Transferring the World’s True Colors to Screens: A Retina-Inspired Multispectral Approach

Current imaging and display systems are built around engineering simplifications of human color perception, typically using only three channels: red, green, and blue (RGB). This model reduces the complexity and realism of natural colors, compressing the vast color gamut perceived by the human eye into a limited color space. Our proposed technology bridges this gap by mimicking the neural color-coding mechanisms of the human retina.

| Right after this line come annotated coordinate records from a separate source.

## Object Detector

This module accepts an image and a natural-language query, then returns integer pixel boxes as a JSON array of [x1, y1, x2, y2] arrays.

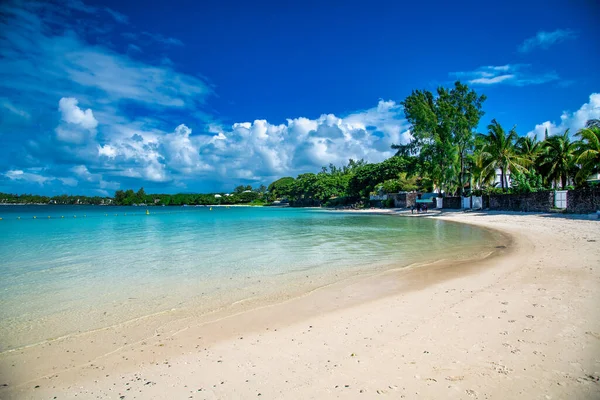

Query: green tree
[[479, 119, 528, 190], [115, 190, 126, 206], [575, 126, 600, 182], [539, 129, 578, 189], [400, 82, 486, 194], [268, 176, 295, 200], [515, 136, 542, 163], [438, 82, 486, 196], [135, 187, 146, 204]]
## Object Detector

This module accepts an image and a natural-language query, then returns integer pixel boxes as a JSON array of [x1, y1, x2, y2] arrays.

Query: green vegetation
[[0, 193, 112, 205], [114, 185, 266, 206], [0, 82, 600, 207]]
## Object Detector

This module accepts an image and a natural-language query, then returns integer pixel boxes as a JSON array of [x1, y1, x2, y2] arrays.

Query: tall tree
[[480, 119, 528, 190], [438, 82, 486, 196], [394, 82, 485, 195], [539, 129, 578, 189], [516, 136, 541, 163], [575, 126, 600, 182]]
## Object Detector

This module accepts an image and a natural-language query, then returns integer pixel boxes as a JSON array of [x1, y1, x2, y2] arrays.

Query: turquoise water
[[0, 206, 498, 351]]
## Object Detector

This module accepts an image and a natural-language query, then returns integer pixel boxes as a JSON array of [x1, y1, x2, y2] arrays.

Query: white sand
[[0, 213, 600, 399]]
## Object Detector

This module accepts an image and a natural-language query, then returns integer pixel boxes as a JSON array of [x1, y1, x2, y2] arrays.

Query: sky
[[0, 0, 600, 196]]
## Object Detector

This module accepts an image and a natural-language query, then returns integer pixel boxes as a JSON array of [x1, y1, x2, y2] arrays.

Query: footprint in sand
[[585, 331, 600, 339]]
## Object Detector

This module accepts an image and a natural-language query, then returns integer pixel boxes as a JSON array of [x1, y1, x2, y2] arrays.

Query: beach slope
[[0, 213, 600, 399]]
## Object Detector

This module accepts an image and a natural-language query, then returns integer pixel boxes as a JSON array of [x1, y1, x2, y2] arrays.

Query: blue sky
[[0, 1, 600, 195]]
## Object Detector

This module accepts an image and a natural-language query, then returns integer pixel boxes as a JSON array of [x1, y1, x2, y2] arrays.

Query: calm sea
[[0, 206, 498, 351]]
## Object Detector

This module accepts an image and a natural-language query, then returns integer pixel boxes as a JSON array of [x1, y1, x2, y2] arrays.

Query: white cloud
[[0, 99, 31, 119], [98, 144, 117, 158], [450, 64, 559, 86], [85, 100, 410, 185], [519, 29, 577, 53], [4, 170, 48, 185], [527, 93, 600, 140], [55, 97, 98, 144], [104, 7, 129, 24], [58, 97, 98, 130]]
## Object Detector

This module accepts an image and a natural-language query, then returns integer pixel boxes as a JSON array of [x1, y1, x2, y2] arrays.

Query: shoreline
[[0, 210, 600, 398]]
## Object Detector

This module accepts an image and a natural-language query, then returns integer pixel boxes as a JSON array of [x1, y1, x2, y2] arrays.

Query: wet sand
[[0, 213, 600, 399]]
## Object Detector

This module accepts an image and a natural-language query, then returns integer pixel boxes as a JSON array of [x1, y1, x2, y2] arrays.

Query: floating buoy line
[[0, 206, 221, 221]]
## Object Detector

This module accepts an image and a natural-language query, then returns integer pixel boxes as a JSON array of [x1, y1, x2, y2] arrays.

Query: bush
[[510, 170, 544, 194]]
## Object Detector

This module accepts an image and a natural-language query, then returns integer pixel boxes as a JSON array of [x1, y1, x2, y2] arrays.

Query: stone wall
[[442, 197, 462, 210], [488, 190, 554, 212], [567, 188, 600, 214]]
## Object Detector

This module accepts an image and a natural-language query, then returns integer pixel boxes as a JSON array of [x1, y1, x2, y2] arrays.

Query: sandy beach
[[0, 212, 600, 399]]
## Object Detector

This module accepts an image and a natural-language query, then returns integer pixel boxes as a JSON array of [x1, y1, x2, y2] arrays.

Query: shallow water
[[0, 206, 498, 351]]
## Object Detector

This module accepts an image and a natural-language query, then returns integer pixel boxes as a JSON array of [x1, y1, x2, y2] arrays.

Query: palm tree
[[539, 129, 578, 189], [479, 119, 529, 190], [585, 118, 600, 128], [516, 136, 541, 163], [575, 126, 600, 182]]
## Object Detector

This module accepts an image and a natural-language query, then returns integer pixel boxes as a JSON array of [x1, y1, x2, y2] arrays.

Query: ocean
[[0, 206, 498, 351]]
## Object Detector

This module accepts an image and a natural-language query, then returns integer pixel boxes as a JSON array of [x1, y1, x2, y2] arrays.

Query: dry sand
[[0, 213, 600, 399]]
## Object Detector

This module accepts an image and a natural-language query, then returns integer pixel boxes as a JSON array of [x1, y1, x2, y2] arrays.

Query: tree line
[[0, 82, 600, 206], [269, 82, 600, 205], [114, 185, 267, 206], [0, 193, 112, 205]]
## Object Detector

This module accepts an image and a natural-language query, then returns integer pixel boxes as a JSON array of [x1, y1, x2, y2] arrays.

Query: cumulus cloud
[[0, 99, 31, 119], [0, 2, 410, 193], [527, 93, 600, 140], [55, 97, 98, 144], [519, 29, 577, 53], [450, 64, 559, 86], [3, 169, 77, 186], [104, 7, 129, 24], [58, 97, 98, 130], [85, 100, 411, 186]]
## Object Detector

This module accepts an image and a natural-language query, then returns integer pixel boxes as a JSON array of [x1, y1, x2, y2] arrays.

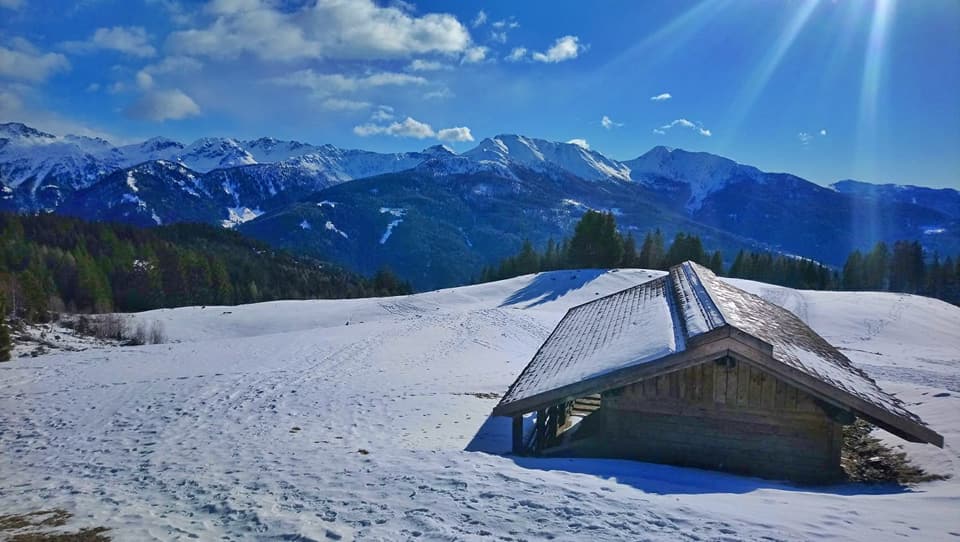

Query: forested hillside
[[480, 211, 960, 305], [0, 214, 409, 320]]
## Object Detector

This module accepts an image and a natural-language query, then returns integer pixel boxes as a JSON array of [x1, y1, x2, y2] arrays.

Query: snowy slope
[[0, 270, 960, 541]]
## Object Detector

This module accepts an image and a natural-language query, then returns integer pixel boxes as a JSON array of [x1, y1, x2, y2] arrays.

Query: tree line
[[479, 210, 960, 305], [0, 213, 411, 328]]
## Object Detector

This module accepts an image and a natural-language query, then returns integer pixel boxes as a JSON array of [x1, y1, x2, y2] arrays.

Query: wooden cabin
[[493, 262, 943, 483]]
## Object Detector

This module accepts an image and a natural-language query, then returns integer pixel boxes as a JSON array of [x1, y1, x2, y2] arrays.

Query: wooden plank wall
[[601, 361, 841, 482]]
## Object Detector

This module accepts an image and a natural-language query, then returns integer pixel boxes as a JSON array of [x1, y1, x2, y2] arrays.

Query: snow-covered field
[[0, 270, 960, 541]]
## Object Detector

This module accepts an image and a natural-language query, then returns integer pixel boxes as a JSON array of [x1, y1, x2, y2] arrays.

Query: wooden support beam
[[513, 414, 525, 455], [533, 408, 547, 452]]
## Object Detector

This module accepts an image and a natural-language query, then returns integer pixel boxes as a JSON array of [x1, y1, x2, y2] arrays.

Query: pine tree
[[863, 241, 890, 290], [0, 302, 13, 361], [568, 210, 623, 268], [514, 239, 540, 275], [842, 250, 867, 290], [620, 232, 637, 267]]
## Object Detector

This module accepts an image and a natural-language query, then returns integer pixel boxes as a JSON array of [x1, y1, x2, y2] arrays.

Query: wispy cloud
[[407, 58, 450, 72], [370, 105, 393, 122], [490, 17, 520, 30], [533, 36, 586, 63], [653, 119, 713, 137], [166, 0, 471, 62], [600, 115, 623, 130], [473, 9, 487, 28], [126, 88, 200, 122], [797, 128, 827, 145], [0, 38, 70, 82], [320, 98, 372, 111], [270, 68, 427, 95], [353, 117, 473, 142], [437, 126, 473, 142], [460, 45, 490, 64], [503, 47, 527, 62]]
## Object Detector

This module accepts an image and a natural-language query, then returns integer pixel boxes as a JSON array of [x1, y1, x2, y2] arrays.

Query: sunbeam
[[721, 0, 820, 149]]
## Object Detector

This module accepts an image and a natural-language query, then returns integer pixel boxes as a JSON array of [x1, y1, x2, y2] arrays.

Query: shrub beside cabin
[[493, 262, 943, 483]]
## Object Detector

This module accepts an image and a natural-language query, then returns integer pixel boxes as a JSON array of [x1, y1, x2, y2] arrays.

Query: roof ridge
[[669, 260, 727, 338], [681, 260, 727, 327]]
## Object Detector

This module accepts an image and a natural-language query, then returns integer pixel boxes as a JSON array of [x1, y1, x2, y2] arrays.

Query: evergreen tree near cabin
[[567, 210, 623, 268], [637, 228, 665, 269], [0, 300, 13, 361]]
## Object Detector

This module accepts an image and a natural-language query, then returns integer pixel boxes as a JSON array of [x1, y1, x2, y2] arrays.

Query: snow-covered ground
[[0, 270, 960, 541]]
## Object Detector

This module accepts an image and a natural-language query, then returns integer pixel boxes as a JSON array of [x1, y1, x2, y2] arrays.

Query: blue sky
[[0, 0, 960, 188]]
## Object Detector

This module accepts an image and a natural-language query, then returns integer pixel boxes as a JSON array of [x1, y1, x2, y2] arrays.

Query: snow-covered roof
[[494, 262, 942, 444]]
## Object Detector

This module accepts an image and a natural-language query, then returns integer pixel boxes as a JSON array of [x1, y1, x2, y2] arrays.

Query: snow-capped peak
[[624, 146, 763, 210], [463, 134, 630, 181], [421, 145, 457, 157]]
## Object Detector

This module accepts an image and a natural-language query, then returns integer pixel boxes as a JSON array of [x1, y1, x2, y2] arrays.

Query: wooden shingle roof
[[494, 262, 943, 446]]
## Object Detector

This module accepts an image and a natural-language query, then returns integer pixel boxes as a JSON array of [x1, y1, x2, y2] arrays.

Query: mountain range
[[0, 123, 960, 288]]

This presentation introduces a neural model for the demultiplexing of signals from the three retinal photodetectors (L, M, S) into seven perceptual color channels: red, yellow, green, cyan, blue, purple, and white. This biologically inspired model can be implemented in an electronic module to derive color channel outputs from a RGB camera, compatible with display systems using multispectral subpixels, such as RGBYC layouts. The approach enables a more natural and vivid reproduction of colors, closely reflecting how they appear in real-world environments.

Diaconu also presents an algorithm for transforming RGB signals into RGBYC format, suitable for modern displays with extended color primarily. Applications range from medical imaging and digital restoration to virtual reality and high-fidelity television. This approach has the potential to redefine how digital systems interpret and display color—with fidelity to human vision.

About the presenter
Vasile Diaconu is a physicist and associate professor at the Université de Montréal, specializing in retaining inspired imaging systems. With more than 30 years of experience in physiological optics, color perception and biomedical signal processing, he holds several patents and is the author of numerous publications in color vision and multispectral analysis. He is also the inventor of techniques for demultiplexing color channels in retinal structures, bridging neuroscience and engineering in the field of color imaging.